Anche Ahmed Douma, un altro noto attivista egiziano in carcere e figura di spicco nella rivolta anti-Mubarak, ha iniziato uno sciopero della fame in solidarietà con Alaa Abdel Fattah, il blogger recentemente condannato a 15 anni dopo una manifestazione non autorizzata alla quale aveva partecipata. Lo riferisce all’ANSA l’avvocato per i diritti umani Osama al Mahdi, legale di Douma, anche lui in cella per aver violato la controversa legge del 2013 che limita moltissimo il diritto a manifestare. Douma ha incaricato il legale di lanciare un hashtag su Twitter, “siamo stufi”, invitando tutti gli altri detenuti politici a iniziare lo sciopero della fame.

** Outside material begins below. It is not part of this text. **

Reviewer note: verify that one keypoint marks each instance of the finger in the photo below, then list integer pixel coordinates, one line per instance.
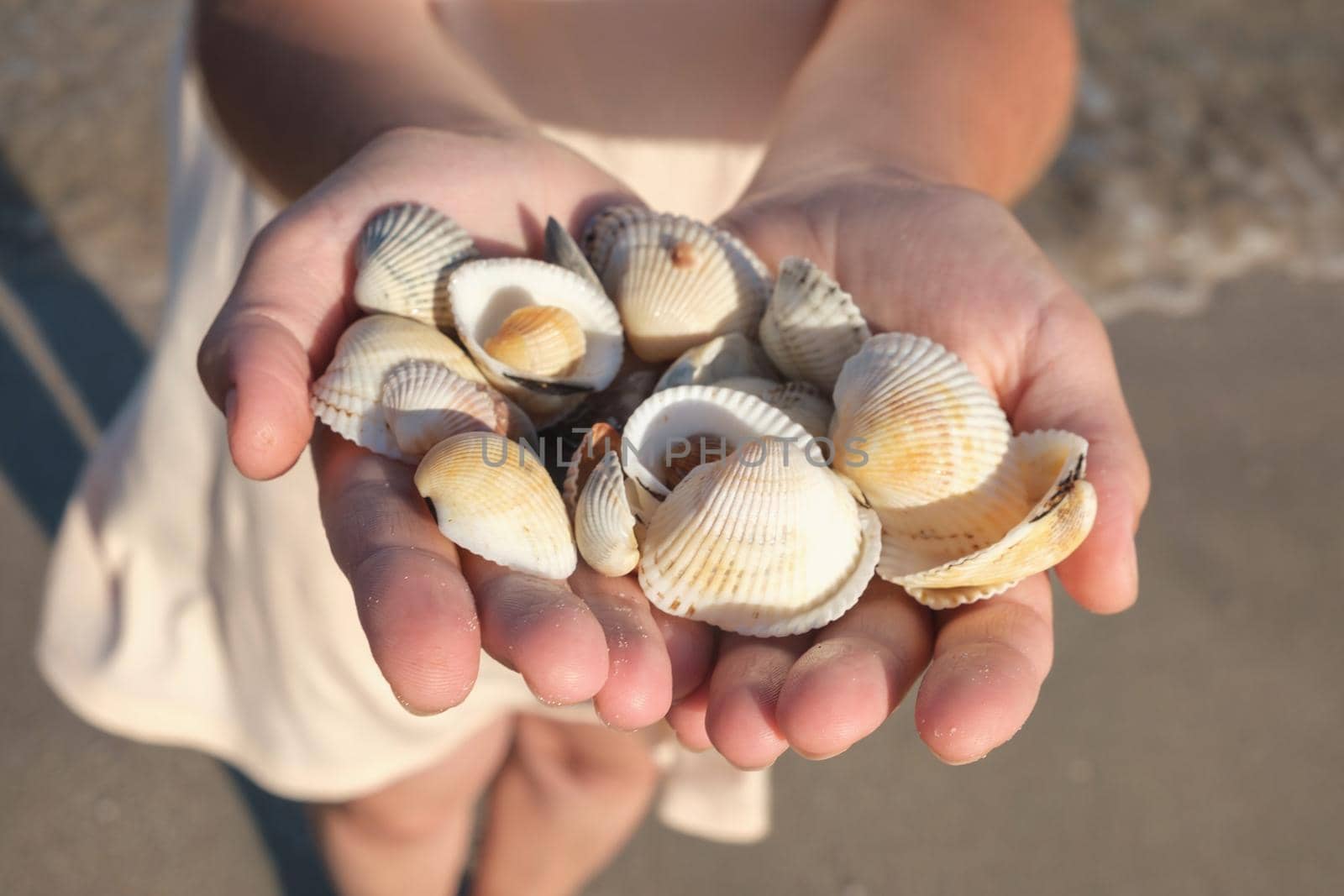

Quanto ad Alaa, la sua decisione di iniziare da lunedì scorso lo sciopero completo della fame è seguita ad una sua visita al padre – Ahmed Seif El-Islam, avvocato per i diritti umani – ricoverato in ospedale dopo un’operazione al cuore: secondo quanto riferito in una lettera dai suoi familiari, che non avevano avuto modo di avvertirlo in tempo, Alaa non sapeva ancora che il genitore non era più cosciente e si trovava in rianimazione. Alaa è arrivato in ospedale domenica notte, riferiscono, “con un mazzo di fiori in mano, impaziente di parlare con il padre”. L’averlo trovato in quelle condizioni lo ha spinto a decidere ”che avrebbe smesso con qualunque forma di collaborazione con l’ingiusta e assurda situazione in cui si era trovato, anche al costo della propria stessa vita”. “Non svolgerò più il ruolo che hanno scritto per me”, ha detto Alaa secondo quanto riferito dalla famiglia.

Il giovane, proseguono i familiari, “è in prigione per la terza volta dall’inizio della rivoluzione dell’11 gennaio. Ogni volta le autorità – qualunque fossero – lo hanno accusato di crimini ridicoli e inventati”. Accuse per le quali, accusano, lo hanno privato della possibilità “di essere accanto alla moglie alla nascita del primo figlio, lo hanno separato dalla famiglia, gli hanno impedito la carriera nell’impresa informatica da lui fondata”. Poi hanno incarcerato, il 21 giugno scorso, “la sorella Sanaa perchè chiedeva la liberazione sua e di tutti quelli ingiustamente detenuti”, e ora – sottolineano – gli hanno impedito di essere accanto al padre prima che fosse operato a cuore aperto o quando era ancora cosciente”. Ora, conclude la lettera, i familiari e gli amici di Alaa ritengono “le autorità responsabili per la sua sicurezza e salute”. Il blogger è in carcere in attesa di un nuovo processo, fissato per il 10 settembre, con le accuse di rissa, distruzione di proprietà pubbliche e violenza contro le forze di sicurezza.

In primo grado è stato condannato con altri 24 imputati a 15 anni di prigione. Anche la sorella è sotto processo per aver violato la legge sulle manifestazioni, e anche lei aveva avuto il permesso di visitare il padre in ospedale.